20 Feb 2021
by Richa

Research Paper Highlight: Genetic interaction mapping informs integrative structure determination of protein complexes

Hannes Braberg, Ignacia Echeverria, Stefan Bohn, Peter Cimermancic, Anthony Shiver, Richard Alexander, Jiewei Xu, Michael Shales, Raghuvar Dronamraju, Shuangying Jiang, Gajendradhar Dwivedi, Derek Bogdanoff, Kaitlin K. Chaung, Ruth Hüttenhain, Shuyi Wang, David Mavor, Riccardo Pellarin, Dina Schneidman, Joel S. Bader, James S. Fraser, John Morris, James E. Haber, Brian D. Strahl, Carol A. Gross, Junbiao Dai, Jef D. Boeke, Andrej Sali, Nevan J. Krogan

Science Vol. 370, Issue 6522, (2020); DOI: 10.1126/science.aaz4910

For Part 2 of the Structuromics series I am highlighting a paper that combines high throughout genetic interaction mapping and integrative modeling for in vivo structural profiling.

Large scale genetic interaction (GIs) profiling in model organisms such as budding yeast has been transformative in informing us about cellular pathways and ascribing function to uncharacterized proteins. Applicability of CRISPR-Cas9 based genetic manipulation has made high-throughout genetic interaction profiling possible in mammalian cells as well as almost any model system. In this work, the authors put to test the idea whether genetic interaction profiles can be employed to determine protein structural information.
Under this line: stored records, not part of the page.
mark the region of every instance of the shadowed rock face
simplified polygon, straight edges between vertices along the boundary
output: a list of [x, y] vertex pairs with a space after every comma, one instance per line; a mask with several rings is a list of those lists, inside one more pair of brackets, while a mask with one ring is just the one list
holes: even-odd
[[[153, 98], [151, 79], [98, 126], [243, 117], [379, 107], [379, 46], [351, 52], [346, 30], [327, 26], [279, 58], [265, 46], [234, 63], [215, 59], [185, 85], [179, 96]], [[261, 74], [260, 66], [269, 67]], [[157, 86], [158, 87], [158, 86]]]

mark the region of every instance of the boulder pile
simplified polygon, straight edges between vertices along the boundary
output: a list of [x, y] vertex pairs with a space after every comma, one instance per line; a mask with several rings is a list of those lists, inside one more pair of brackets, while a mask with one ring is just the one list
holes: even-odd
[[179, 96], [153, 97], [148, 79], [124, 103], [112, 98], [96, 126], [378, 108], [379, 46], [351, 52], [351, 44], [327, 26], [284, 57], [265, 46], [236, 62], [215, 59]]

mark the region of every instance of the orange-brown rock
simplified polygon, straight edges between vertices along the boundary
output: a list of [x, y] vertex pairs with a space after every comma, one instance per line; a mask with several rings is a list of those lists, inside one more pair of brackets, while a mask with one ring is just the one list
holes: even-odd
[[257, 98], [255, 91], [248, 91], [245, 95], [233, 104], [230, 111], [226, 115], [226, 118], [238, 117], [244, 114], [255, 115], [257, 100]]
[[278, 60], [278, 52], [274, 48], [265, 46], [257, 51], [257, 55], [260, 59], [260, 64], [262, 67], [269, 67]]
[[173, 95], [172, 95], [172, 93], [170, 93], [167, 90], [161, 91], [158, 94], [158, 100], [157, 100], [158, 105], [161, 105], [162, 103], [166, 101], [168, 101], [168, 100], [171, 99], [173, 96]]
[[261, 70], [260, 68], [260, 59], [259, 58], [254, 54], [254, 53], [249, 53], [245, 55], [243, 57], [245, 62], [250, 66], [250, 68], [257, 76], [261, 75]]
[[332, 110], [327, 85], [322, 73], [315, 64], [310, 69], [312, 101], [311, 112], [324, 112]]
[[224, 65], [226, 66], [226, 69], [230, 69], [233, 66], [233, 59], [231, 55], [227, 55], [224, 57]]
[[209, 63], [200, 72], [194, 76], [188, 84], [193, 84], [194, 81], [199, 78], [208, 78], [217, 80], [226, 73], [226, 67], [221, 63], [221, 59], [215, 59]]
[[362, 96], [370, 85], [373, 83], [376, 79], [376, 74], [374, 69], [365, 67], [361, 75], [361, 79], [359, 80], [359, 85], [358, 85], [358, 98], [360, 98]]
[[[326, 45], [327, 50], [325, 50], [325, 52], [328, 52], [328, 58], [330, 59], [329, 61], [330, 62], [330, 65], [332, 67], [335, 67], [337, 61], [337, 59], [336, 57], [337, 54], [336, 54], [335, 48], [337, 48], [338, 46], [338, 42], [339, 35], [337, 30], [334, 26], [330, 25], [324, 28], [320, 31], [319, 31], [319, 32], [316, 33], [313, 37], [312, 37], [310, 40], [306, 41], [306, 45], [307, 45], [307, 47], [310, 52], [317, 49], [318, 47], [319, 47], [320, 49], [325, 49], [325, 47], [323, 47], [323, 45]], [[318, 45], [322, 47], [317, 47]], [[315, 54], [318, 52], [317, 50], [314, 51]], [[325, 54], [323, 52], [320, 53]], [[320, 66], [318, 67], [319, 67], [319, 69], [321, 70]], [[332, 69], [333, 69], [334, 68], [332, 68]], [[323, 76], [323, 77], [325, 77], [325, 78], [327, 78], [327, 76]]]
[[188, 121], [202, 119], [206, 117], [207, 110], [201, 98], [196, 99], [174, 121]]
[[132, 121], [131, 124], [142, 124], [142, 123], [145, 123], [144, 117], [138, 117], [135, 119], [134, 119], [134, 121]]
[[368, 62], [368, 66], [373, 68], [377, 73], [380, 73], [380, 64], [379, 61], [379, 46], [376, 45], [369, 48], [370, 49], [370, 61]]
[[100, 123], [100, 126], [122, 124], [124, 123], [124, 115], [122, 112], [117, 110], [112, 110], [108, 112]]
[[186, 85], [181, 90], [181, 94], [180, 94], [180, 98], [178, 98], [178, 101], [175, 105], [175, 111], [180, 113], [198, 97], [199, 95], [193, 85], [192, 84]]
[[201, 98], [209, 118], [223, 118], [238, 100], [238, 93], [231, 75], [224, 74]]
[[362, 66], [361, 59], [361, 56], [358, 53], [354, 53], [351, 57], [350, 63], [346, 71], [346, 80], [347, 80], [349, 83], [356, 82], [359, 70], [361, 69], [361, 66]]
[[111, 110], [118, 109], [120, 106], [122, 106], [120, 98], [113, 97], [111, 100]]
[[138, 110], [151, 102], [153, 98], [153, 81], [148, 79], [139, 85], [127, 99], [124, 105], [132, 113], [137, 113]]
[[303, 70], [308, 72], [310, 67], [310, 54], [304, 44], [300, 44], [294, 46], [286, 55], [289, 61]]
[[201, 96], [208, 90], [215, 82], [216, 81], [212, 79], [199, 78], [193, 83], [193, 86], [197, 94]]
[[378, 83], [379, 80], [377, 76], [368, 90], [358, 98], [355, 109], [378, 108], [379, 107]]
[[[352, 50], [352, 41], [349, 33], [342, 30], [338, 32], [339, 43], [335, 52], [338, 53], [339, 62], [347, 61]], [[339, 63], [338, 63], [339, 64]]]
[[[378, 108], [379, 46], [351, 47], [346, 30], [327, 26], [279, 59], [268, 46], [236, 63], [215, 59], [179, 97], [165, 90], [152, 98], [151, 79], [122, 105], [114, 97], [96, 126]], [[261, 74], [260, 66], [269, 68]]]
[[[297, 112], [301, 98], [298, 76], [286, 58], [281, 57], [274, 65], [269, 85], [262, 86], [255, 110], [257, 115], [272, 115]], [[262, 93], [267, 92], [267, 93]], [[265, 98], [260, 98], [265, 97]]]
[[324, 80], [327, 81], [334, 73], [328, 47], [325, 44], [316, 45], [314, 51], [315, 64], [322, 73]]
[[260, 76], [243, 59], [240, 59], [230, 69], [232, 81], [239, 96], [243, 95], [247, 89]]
Traditionally, genetic interaction analysis involves comparing the phenotypes when loss of the protein product of one gene is combined with the loss of another one (for digenic GIs) or multiple (for multigenic GIs). Well, how about generating a library of mutants by mutating every single residue in a protein and combining each with the gene deletion collection? The resulting (hundreds of!) GI profiles or epistatic miniarray profiles (pE-MAPs) can be compared to each other. Residues involved in the same interactions are likely to generate similar GI profiles, which may be distinct with GIs from residues involved in interactions with a different protein. The phenotypic similarities and differences can then be incorporated into integrative modeling algorithms to generate structural models for architectures of protein complexes. Its a tour de force, and the authors show it works!
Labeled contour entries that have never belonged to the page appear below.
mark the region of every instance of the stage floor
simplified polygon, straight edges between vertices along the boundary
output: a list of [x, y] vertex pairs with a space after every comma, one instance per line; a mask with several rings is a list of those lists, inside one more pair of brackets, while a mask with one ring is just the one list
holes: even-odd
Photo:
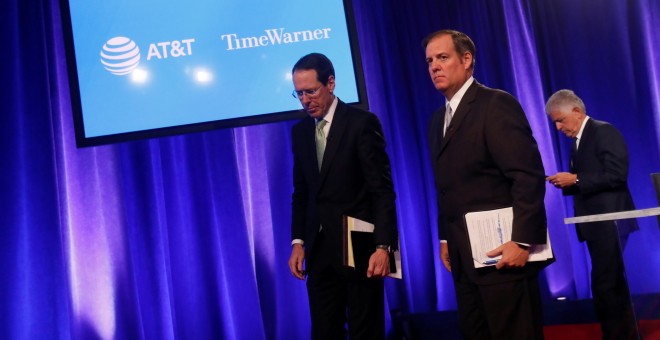
[[[660, 340], [660, 294], [633, 296], [645, 340]], [[419, 313], [394, 318], [395, 339], [462, 339], [455, 311]], [[546, 340], [601, 339], [592, 301], [549, 301], [543, 304]]]

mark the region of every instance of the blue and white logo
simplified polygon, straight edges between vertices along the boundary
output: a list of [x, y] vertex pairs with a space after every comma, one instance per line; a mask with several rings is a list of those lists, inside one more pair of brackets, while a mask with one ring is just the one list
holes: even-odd
[[114, 75], [131, 73], [140, 64], [140, 48], [126, 37], [114, 37], [103, 44], [101, 63]]

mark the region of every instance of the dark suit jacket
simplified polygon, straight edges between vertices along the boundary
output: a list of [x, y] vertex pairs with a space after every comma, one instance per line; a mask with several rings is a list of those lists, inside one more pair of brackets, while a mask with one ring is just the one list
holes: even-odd
[[443, 137], [444, 115], [444, 107], [433, 114], [429, 145], [439, 234], [448, 243], [452, 274], [462, 271], [477, 284], [492, 284], [536, 273], [547, 263], [476, 270], [464, 218], [468, 212], [512, 206], [512, 240], [546, 242], [543, 164], [522, 107], [510, 94], [475, 81]]
[[305, 241], [306, 266], [313, 265], [314, 241], [323, 226], [331, 242], [331, 263], [342, 263], [342, 216], [375, 225], [374, 246], [397, 245], [395, 194], [385, 139], [376, 115], [339, 101], [319, 173], [315, 121], [306, 117], [292, 130], [292, 239]]
[[[627, 184], [628, 149], [613, 125], [592, 118], [587, 121], [580, 146], [571, 154], [570, 171], [578, 175], [579, 184], [564, 189], [564, 194], [573, 195], [575, 216], [635, 209]], [[621, 235], [639, 229], [635, 219], [616, 224]], [[599, 229], [604, 225], [612, 222], [578, 224], [578, 238], [580, 241], [597, 238], [602, 235]]]

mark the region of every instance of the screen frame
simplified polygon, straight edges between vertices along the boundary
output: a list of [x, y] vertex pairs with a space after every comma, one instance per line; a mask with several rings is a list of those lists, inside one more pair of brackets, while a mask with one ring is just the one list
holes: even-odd
[[[348, 30], [348, 39], [353, 62], [353, 72], [357, 87], [358, 100], [347, 102], [347, 104], [368, 110], [367, 89], [362, 67], [362, 57], [358, 43], [357, 27], [353, 11], [352, 0], [343, 0], [344, 15], [346, 17], [346, 26]], [[258, 124], [267, 124], [292, 119], [302, 119], [305, 112], [302, 110], [280, 111], [247, 117], [230, 118], [223, 120], [214, 120], [208, 122], [174, 125], [169, 127], [139, 130], [134, 132], [125, 132], [109, 134], [103, 136], [86, 137], [83, 120], [82, 101], [80, 95], [80, 85], [78, 83], [78, 67], [76, 62], [75, 46], [73, 41], [73, 30], [71, 22], [71, 11], [69, 0], [60, 0], [60, 15], [62, 19], [62, 31], [64, 37], [64, 48], [66, 55], [66, 65], [68, 74], [69, 93], [71, 100], [71, 110], [73, 113], [73, 125], [76, 138], [76, 147], [91, 147], [106, 144], [114, 144], [142, 139], [168, 137], [188, 133], [205, 132], [216, 129], [234, 128]], [[302, 56], [301, 56], [302, 57]], [[291, 65], [293, 67], [293, 65]], [[291, 85], [293, 89], [293, 84]]]

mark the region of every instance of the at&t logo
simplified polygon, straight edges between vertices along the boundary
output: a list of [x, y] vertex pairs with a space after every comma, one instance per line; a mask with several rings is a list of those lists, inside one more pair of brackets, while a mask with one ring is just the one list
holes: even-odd
[[140, 64], [140, 48], [129, 38], [114, 37], [103, 44], [101, 63], [112, 74], [129, 74]]

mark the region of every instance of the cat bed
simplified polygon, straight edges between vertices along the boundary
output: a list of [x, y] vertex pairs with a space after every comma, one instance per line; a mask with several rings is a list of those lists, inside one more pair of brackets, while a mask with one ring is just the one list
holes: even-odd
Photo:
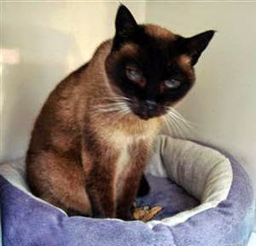
[[31, 194], [23, 160], [1, 164], [0, 174], [4, 246], [246, 246], [253, 228], [253, 192], [241, 165], [166, 135], [148, 166], [151, 192], [137, 199], [164, 208], [147, 223], [67, 217]]

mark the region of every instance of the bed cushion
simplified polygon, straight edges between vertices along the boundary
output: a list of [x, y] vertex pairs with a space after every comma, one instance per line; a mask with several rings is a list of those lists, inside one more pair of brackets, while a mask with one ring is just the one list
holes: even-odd
[[253, 223], [251, 182], [232, 158], [189, 141], [159, 136], [148, 165], [152, 190], [138, 204], [164, 209], [151, 221], [67, 217], [35, 197], [24, 160], [0, 165], [4, 246], [245, 246]]

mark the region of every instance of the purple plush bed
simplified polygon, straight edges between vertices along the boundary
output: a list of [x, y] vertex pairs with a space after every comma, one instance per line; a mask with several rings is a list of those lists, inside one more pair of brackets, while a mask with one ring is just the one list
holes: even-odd
[[188, 140], [161, 135], [155, 143], [152, 190], [137, 203], [164, 209], [148, 223], [67, 217], [30, 193], [25, 169], [23, 160], [0, 165], [4, 246], [246, 246], [253, 229], [253, 192], [242, 168]]

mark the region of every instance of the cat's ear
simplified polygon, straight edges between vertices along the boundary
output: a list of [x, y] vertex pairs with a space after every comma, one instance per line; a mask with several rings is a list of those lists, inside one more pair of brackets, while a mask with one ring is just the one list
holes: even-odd
[[115, 18], [115, 37], [113, 46], [119, 46], [122, 43], [129, 39], [134, 34], [137, 28], [137, 24], [129, 11], [129, 9], [121, 4], [118, 9]]
[[192, 37], [186, 38], [185, 46], [188, 54], [191, 58], [191, 65], [194, 66], [201, 53], [207, 47], [210, 40], [212, 38], [215, 31], [207, 31], [205, 32], [197, 34]]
The quantitative GI profile dataset can be enriched combinatorially, by measuring sensitivity to chemical datasets or by also measuring changes under different stresses. And by employing barcodes and next-gen sequencing approaches the massively-parallel screens can be performed in liquid cultures allowing cost and infrastructure reduction. What is really powerful about this approach is the ability to capture effects of transient interactions that are not otherwise possible to discern from GI datasets. In addition, the structural information infered reflects in vivo protein complex interactions providing a built-in functional readout. There are caveats of course- the choice of amino acid change can have a huge impact on protein stability or protein-protein interactions or that single amino acid changes may illicit only modest effects that may not be captured in GI interactions. The true value of analysis will likely be amplified when combining it with orthogonal approaches- such as cross-linking mass spectrometry or crystallography/ cryo-EM. Extending the analysis to disease associated alleles or for multiple components of protein complexes, too can provide valuable information. Overall, I found it is really amazing how much can be inferred by the approach.